At the entrance of a hulking Stone Age tomb in southern Spain, archaeologists found two medieval men—buried a thousand years ago in a monument that was already ancient when Rome was a rumor.
And one of those men, according to ancient DNA, carried a genetic mix tied to Europe, North Africa, and the eastern Mediterranean. Not exactly the tidy “locals only” story people like to tell about the Middle Ages.
A Stone Age mega-tomb that still pulls people in
The Dolmen of Menga sits outside Antequera in Andalusia, part of a UNESCO-listed complex Americans might think of as Spain’s answer to a megalithic national park—except the main attraction is a tomb.
Menga isn’t subtle. It’s a corridor grave about 82 feet long and roughly 20 feet wide, built from massive upright stones and capstones. Some blocks are estimated around 165 tons. That’s not “a few villagers with free time.” That’s a society with serious organization, muscle, and motive.
The point: this place has dominated the landscape for 5,000-plus years. So it shouldn’t shock anyone that later people kept coming back to it—sometimes for reasons that had nothing to do with the original builders.
The 2005 dig: two medieval burials where they don’t “belong”
In 2005, archaeologists excavating the dolmen’s entrance area uncovered two adult male burials. These weren’t prehistoric leftovers; their placement made it clear they were added long after the monument was built.
Radiocarbon dating pinned the better-preserved individual to roughly the 10th–11th centuries AD. The second man dated more broadly, somewhere between the 8th and 11th centuries.
They were laid in simple pits, with no grave goods reported. But the bodies weren’t tossed in carelessly: both were aligned with the dolmen’s axis. Their heads pointed southwest, faces toward the southeast.
Researchers suggest that orientation could reflect an attempt—imperfect, but intentional—to aim the dead toward Mecca. It doesn’t match a textbook Islamic burial layout, though, and that’s the interesting part. Medieval life around the Mediterranean was messy: mixed communities, mixed customs, and rituals shaped by whatever physical space you had. Try fitting a “canonical” burial into the cramped geometry of a prehistoric stone corridor and see how perfect your angles stay.
Ancient DNA in hot-country conditions: degraded, scarce, and still useful
Getting ancient DNA out of remains from Mediterranean Iberia is often a slog.
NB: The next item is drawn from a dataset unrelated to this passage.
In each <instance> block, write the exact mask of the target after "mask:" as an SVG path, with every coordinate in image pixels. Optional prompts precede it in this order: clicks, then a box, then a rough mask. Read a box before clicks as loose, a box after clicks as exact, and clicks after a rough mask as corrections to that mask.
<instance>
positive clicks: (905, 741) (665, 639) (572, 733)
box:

Heat and soil chemistry are brutal on genetic material, and the ScienceDirect-hosted study describes the DNA here as extremely low-content and heavily degraded.
So the team used a targeted method called SNP enrichment—basically a way to fish out informative genetic markers even when the sample is in rough shape. It worked well enough to generate a usable genome-wide profile for one individual, labeled Menga1. The other man’s remains didn’t cooperate to the same degree.
This is the part where archaeology stops being only about bones and layers of dirt and starts hinting at family histories written across centuries: not a literal travel itinerary, but the accumulated signal of ancestry shaped by migration, marriage, conquest, trade, slavery, and plain old human movement.
Menga1: a genetic mash-up spanning Europe, North Africa, and the Levant
Menga1’s profile came back as a blend: lineages described as typical of European populations, plus genome-wide contributions linked to North Africa and the Levant (the eastern Mediterranean).
That doesn’t mean the guy personally hopped on a boat from Beirut to Málaga. DNA can’t hand you a passport stamp. What it can do is show that, by the medieval period, the human web around the Mediterranean had already been tangled for a long time.
And it makes the burial choice feel less random. A prehistoric dolmen isn’t just a pile of old rocks—it’s a landmark soaked in meaning. People reuse places like this because they’re powerful, because they’re visible, because they’re already associated with death, or because they’ve become local reference points wrapped in story and superstition.
The careful alignment of the bodies with the monument’s axis strengthens the case that this was deliberate. These men weren’t buried “nearby.” They were placed in conversation with the dolmen—its corridor, its geometry, its built-in symbolism of passage.
A UNESCO site with a new problem: time, weather, and vanishing evidence
The Menga story isn’t only about ancestry. It’s also about how places collect layers of use: Stone Age tomb, medieval burial ground, modern heritage site. Each era adds its own meaning without fully erasing what came before.
There’s also a practical warning baked into the research. If DNA preservation is already poor in warm Mediterranean environments, a warming climate and shifting environmental pressures can make the biological archive even harder to recover in the future.
So yes, a 5,000-year-old monument is still producing new information. But it’s also a reminder that some of the most valuable evidence—genetic, organic, fragile—doesn’t wait around forever.